Fry asked for an explanation of a proposed annual increase in his homeowner premium from $642 to $868. He was told $43 of the $226 was the result of greater coverage under his policy, but the rest was due to being placed in a higher-priced “rating tier” based on his credit score.
“I knew I could not afford a 35 percent increase in my insurance. I also knew that nothing had happened with my credit to result in such an increase because, in fact, I don’t have any credit card balances or loans at all,” Fry said.
He contacted Denn directly by e-mail, whose office was given the same reasoning. Eventually Denn issued a subpoena for the specific reason behind Fry being placed in a higher-priced tier. The company disclosed that it had not correctly used its own credit scoring model for Fry, according to Denn.
Today, Denn said that Fry’s alertness and an investigation have resulted in an admission by The Hartford insurance company that it owes about 1,400 Delawareans a total of $135,000.
Denn’s probe showed that while negative credit factors were used to place policyholders in higher-risk categories, the positive credit factor of not having any credit card or loan balance was not used to lower the rating level.
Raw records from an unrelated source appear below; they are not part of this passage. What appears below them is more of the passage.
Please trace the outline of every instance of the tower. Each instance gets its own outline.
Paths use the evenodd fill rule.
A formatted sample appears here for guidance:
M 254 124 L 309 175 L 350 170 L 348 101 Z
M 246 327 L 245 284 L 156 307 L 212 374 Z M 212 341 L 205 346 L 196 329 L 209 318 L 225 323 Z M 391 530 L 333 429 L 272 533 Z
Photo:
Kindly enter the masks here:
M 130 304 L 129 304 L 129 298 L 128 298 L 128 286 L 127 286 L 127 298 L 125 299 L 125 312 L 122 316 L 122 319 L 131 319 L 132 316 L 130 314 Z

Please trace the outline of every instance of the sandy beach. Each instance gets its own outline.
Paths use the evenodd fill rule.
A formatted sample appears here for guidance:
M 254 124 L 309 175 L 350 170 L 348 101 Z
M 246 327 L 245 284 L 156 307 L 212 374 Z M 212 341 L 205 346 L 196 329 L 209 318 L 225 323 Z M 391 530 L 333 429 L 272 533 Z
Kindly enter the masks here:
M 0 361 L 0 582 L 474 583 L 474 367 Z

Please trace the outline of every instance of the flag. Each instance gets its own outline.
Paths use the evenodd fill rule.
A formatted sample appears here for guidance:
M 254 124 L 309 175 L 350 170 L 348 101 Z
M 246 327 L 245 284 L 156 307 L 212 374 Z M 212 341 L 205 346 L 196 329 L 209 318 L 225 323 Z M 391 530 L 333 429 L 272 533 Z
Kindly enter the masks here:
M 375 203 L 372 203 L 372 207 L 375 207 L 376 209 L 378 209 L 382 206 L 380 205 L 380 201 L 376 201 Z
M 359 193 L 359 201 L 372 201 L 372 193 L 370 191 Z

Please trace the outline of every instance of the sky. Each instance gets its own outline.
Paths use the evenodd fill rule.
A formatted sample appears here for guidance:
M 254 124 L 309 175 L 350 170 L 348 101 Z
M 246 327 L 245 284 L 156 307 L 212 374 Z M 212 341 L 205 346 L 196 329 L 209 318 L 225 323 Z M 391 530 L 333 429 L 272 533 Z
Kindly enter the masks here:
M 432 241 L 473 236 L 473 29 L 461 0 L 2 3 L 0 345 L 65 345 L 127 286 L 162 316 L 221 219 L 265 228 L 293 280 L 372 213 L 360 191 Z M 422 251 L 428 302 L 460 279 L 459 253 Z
The company determined it had made the same error with other policyholders as well.
Many policyholders with no balances on their credit cards or loans, like Fry, were put in a higher risk category than they should have been, Denn said. While the company said almost 3,400 Delaware policyholders with no credit card or loan balances had the potential to be affected by the error, refunds are only due to 1,400 because the correction of the error did not actually result in a different insurance rate for the other 2,000.
The refunds, which will come in the form of credits for affected current policy holders and checks mailed to any affected former policyholders, should average $96 for the 1,400 policyholders. The Hartford has 27,000 policies in Delaware.
Denn used the occasion as an opportunity to continue his call for
a ban on the use of credit scores in setting insurance rates.
“This incident makes clear one of the criticisms I have consistently made about credit scoring: that it is fraught with opportunities for error. Credit scoring in the insurance field is both unfair and unnecessary, and I once again ask the General Assembly to pass Senate Bill 2, which would prohibit its use in auto and homeowners insurance,” Denn said.